Wednesday, July 29, 2009

the girls who went away

this is the kind of book that gets me every time: devastatingly intense stories of suffering.

the book is the stories of women who gave up their babies for adoption in the 50s and 60s, before abortion was legal. 'gave up' is misleading -- they were almost never given a choice in the matter, forced by parents and the maternity home staff to give in to protect everyone's false, fragile sense of propriety. it is painful, brutal reading: how these traumas influenced these women all their lives.

one interesting historical tidbit: these maternity homes were originally religious institutions, devoted to "saving fallen women." they acted as refuges and supports, even if their philosophy and attitude was patronizing. they did not try to separate babies and mothers. they felt that women's fallen ways were related to their social background and environment.

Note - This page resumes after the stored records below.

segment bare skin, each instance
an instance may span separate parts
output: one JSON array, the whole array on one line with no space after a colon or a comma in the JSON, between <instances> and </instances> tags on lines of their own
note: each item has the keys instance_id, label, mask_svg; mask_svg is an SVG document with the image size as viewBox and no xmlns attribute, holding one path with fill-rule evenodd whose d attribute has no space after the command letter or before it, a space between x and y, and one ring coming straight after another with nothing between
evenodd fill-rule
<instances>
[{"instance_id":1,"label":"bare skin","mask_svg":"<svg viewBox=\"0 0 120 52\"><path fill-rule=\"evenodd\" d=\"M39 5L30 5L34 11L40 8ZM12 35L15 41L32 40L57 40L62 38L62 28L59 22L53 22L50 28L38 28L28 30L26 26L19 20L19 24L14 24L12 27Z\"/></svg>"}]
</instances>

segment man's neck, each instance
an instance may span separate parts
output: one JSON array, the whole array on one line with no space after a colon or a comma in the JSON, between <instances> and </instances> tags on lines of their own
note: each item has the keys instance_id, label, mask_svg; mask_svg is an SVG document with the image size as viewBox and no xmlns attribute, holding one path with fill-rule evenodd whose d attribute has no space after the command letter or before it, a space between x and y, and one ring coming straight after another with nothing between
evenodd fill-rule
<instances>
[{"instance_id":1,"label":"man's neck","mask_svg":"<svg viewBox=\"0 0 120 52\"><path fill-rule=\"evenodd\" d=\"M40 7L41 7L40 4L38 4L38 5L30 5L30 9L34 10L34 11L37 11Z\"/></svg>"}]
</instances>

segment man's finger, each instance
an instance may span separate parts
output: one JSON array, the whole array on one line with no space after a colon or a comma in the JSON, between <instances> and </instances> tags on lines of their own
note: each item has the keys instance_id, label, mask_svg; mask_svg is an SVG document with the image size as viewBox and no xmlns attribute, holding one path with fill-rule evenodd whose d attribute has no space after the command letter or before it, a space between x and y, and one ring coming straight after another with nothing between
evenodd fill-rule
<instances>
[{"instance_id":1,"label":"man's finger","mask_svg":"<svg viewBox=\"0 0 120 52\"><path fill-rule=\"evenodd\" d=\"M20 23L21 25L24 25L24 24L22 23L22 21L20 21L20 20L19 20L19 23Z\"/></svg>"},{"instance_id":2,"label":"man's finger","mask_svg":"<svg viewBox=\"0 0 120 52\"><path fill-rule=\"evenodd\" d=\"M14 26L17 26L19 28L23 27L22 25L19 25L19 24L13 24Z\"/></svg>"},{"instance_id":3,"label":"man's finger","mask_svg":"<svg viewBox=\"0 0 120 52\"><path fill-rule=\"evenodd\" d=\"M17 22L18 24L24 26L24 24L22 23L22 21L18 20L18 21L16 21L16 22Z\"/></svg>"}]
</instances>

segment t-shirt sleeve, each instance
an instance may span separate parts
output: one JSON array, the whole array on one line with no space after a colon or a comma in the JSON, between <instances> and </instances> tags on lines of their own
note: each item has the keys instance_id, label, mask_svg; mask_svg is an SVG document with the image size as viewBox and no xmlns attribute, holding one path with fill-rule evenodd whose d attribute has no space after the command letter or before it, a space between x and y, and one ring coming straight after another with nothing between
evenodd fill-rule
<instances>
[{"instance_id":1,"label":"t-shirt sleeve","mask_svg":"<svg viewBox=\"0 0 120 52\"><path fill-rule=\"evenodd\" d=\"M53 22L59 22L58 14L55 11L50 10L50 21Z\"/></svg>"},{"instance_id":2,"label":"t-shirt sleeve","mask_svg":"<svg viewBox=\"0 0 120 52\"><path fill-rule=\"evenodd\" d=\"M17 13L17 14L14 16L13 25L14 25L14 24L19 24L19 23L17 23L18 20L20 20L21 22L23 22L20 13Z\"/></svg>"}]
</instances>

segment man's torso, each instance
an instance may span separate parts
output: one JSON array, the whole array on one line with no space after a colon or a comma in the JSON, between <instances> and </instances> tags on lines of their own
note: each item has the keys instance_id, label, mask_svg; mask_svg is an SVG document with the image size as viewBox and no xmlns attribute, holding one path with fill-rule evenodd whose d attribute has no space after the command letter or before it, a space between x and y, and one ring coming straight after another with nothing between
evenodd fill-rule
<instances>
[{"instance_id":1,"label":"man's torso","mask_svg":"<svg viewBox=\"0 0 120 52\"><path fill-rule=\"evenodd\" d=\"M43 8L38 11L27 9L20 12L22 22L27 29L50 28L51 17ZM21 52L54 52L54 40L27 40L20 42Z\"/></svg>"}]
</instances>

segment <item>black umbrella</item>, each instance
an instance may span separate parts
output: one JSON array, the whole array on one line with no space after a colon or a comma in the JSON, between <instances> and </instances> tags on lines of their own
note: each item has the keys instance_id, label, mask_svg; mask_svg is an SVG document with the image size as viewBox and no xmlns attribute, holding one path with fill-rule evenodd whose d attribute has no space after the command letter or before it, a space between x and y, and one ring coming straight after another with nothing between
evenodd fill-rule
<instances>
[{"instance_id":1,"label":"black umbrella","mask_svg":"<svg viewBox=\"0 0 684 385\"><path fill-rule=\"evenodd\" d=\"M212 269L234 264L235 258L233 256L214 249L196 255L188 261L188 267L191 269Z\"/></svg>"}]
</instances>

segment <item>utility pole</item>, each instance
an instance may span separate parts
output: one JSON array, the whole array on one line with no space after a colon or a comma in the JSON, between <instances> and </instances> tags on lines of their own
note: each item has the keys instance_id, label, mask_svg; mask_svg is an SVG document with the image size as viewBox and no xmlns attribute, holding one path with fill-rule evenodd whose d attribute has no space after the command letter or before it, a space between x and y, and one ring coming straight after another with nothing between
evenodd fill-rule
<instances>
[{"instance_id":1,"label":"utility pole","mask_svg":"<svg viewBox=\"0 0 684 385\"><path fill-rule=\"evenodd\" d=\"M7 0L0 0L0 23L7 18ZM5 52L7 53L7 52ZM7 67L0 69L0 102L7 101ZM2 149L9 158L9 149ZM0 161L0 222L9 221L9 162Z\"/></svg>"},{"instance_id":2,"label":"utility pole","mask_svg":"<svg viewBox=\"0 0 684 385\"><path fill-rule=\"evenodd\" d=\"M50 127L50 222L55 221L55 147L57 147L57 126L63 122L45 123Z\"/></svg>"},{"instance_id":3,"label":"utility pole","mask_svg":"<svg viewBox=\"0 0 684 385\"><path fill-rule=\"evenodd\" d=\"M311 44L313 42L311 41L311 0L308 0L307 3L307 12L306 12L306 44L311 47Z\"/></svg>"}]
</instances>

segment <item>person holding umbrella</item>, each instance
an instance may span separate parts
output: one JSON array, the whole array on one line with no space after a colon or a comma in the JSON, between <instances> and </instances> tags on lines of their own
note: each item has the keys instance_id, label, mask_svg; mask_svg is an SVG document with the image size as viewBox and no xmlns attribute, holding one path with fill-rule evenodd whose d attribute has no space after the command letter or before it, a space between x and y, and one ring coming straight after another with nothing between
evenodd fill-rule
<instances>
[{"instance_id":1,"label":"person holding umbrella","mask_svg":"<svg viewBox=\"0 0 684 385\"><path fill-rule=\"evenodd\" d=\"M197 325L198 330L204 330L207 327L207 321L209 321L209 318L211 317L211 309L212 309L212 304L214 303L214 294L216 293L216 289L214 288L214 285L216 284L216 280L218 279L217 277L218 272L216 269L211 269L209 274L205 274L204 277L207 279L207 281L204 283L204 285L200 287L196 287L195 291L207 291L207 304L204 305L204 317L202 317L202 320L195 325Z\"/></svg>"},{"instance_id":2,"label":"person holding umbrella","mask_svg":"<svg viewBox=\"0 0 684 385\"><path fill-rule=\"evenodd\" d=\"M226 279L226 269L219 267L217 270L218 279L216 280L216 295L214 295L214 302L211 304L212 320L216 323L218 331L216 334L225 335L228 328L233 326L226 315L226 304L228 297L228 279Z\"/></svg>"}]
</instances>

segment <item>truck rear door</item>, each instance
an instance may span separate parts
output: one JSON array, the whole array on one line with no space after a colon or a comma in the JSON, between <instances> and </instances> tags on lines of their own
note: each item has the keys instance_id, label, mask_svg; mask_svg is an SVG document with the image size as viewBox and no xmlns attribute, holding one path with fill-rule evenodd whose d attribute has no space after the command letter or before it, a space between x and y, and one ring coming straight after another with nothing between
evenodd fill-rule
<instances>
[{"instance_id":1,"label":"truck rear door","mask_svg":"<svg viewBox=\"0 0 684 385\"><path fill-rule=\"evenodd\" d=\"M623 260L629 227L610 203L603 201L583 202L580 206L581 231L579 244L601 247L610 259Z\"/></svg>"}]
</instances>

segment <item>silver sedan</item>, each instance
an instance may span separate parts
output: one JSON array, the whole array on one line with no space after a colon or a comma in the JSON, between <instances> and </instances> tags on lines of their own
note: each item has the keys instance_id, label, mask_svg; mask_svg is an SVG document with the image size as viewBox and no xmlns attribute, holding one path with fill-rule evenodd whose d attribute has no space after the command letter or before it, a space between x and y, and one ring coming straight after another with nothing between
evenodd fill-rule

ironically, the professional, social-science-oriented people who supplanted them in the 40s and 50s were absurdly off-base, scientifically and humanistically, as compared to these religious workers. the professional types saw out of wedlock births as a social disease to be treated. part of this treatment was to remove babies from the girls as a way to encourage them to wipe the slate clean and be proper members of society. as if such a thing were possible. as one such woman says in the book, adoption "amputates families."

the greatest numbers of shunned young women were from the striving middle classes, the Leave it to Beaver types obsessed with a proper performance. this cruel, inhuman, false suburban myth sacrificed these girls' interests. not one of them wanted to give their babies up; many fought; none were supported or even queried as to what they wanted. they were stigmatized and told they had shamed everyone.

from this perspective those good religious people of 90 or 100 years ago had it much more right than the social "scientists" of mid-century. these latter were no more than handmaidens to cruel, inhumane policies. they were handmaidens to power.